ANTOLOGIA
In queste settimane le case di riposo sono state tenute fuori dagli interventi.
Manca una guida strategica di questo settore da parte delle autorità regionali.
Avvenire
24 marzo 2020
Marco Trabucchi
presidente dell’Associazione italiana di Psicogeriatria
Tra i mille eventi drammatici che viviamo in questi giorni vorrei portare l’attenzione sugli anziani che vivono nelle case di riposo. “Avvenire” sta seguendo, con generosità e intelligenza, questo angolo meno visibile della nostra tragedia (100.000 solo in Lombardia e Veneto, e altrettanti operatori).
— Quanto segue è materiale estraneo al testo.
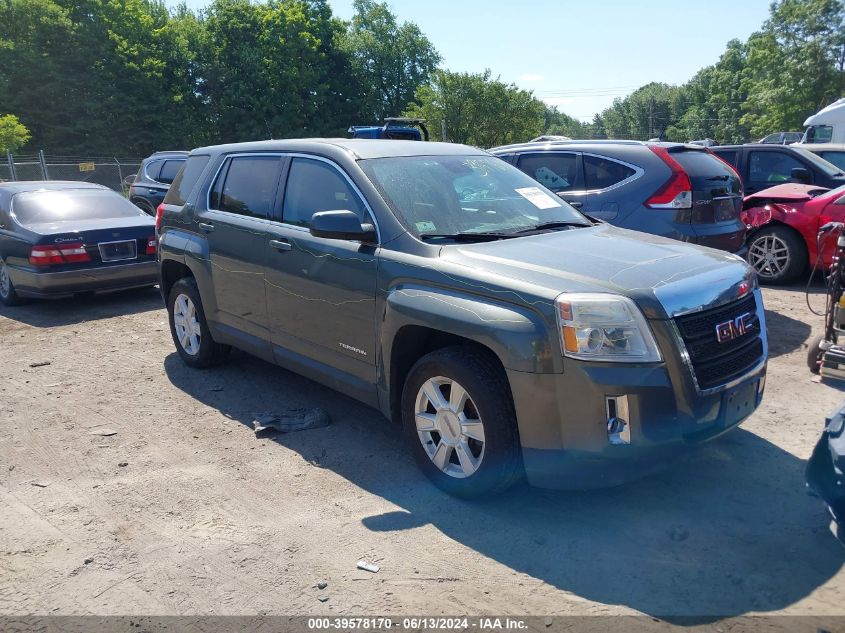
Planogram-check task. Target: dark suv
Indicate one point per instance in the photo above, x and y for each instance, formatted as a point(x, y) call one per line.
point(153, 179)
point(507, 332)
point(668, 189)
point(764, 165)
Sono spesso chiamate – senza pietà – lazzaretti, forse perché in queste settimane sono state tenute fuori dagli interventi, dimenticando i loro gravissimi problemi. Ma dobbiamo opporci a questa situazione di fatto; abbiamo criticato scelte di alcune società scientifiche perché rischiavano di escludere dalle cure i molto vecchi; non possiamo però permettere che si arrivi allo stesso risultato solo per la scarsa attenzione verso un importante settore delle nostre comunità.
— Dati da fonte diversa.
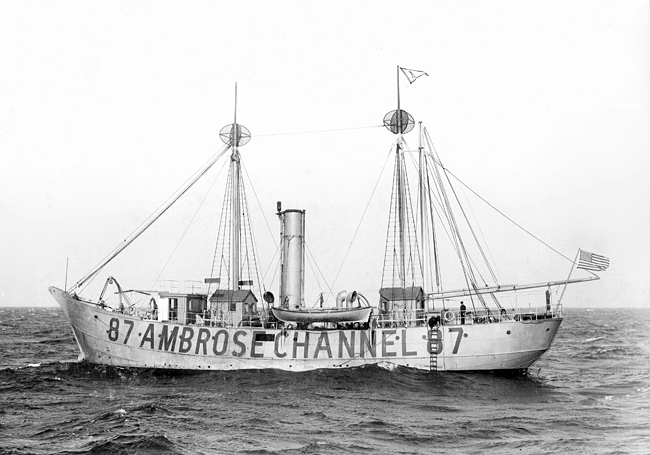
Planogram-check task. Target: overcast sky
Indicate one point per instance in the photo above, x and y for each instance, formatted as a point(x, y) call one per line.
point(106, 108)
Riassumo quello che osservo dal contatto con operatori di ogni livello:
1. Quasi totale mancanza di strumenti di protezione per gli operatori (spesso madri di famiglia, angosciate per i pericoli cui si sottopongono). Come è possibile che a distanza di tante settimane dall’inizio della tragedia non sia stato possibile distribuire strumenti di difesa alle case di riposo? Capisco le difficoltà organizzative, e non è il momento per recriminazioni, ma esigiamo che nella distribuzione di ciò che è fornito dai produttori non si dimentichino gli anziani che vivono nelle residenze.
2. Desta grande preoccupazione la richiesta di utilizzare le residenze come luoghi per ospitare pazienti dimessi dagli ospedali, con la possibile conseguenza di un’incontrollata diffusione del virus. Un’amministratrice di Rsa mi ha scritto che non vogliono sottrarsi dal dovere di collaborare col grande impegno comune: “Partiamo per affrontare questa nuova sfida, per ora con l’intento di proteggere tutti gli altri residenti nei nostri centri e poi, se necessario, per accompagnare quelli che si ammaleranno “. Ma quanto pesa questa generosa disponibilità…
3. Preoccupante la richiesta di trasferire gli infermieri dalle strutture agli ospedali, dove sarebbero indispensabili. Non è accettabile una guerra tra poveri che potrebbe avere conseguenze gravissime per le residenze, dove vi è bisogno di competenze tecniche che non possono essere esplicate, ad esempio, dai volontari, che pure si stanno offrendo con grande generosità.
4. Troppo spesso manca una guida strategica di questo settore da parte delle autorità regionali; nelle crisi si manifesta in modo drammatico l’incapacità della burocrazia di rispondere ai veri bisogni. Chi guida un’azienda sanitaria non può dimenticarsi di chi ha meno capacità di protesta (vecchi, deboli, fragili).
5. Abbiamo visto una risposta magnifica per generosità, intelligenza e competenza da parte degli operatori. Mi hanno detto: “È faticosissimo, la malattia è feroce e gravissima…”. Molti hanno rinunciato a ferie e turni, nulla chiedono di fronte alla sofferenza di persone che hanno seguito per mesi e con le quali si sono spesso sviluppati rapporti di comprensione e di intensa vicinanza. Ma la gratitudine collettiva deve trasformarsi in impegno civile per il bene di chi soffre.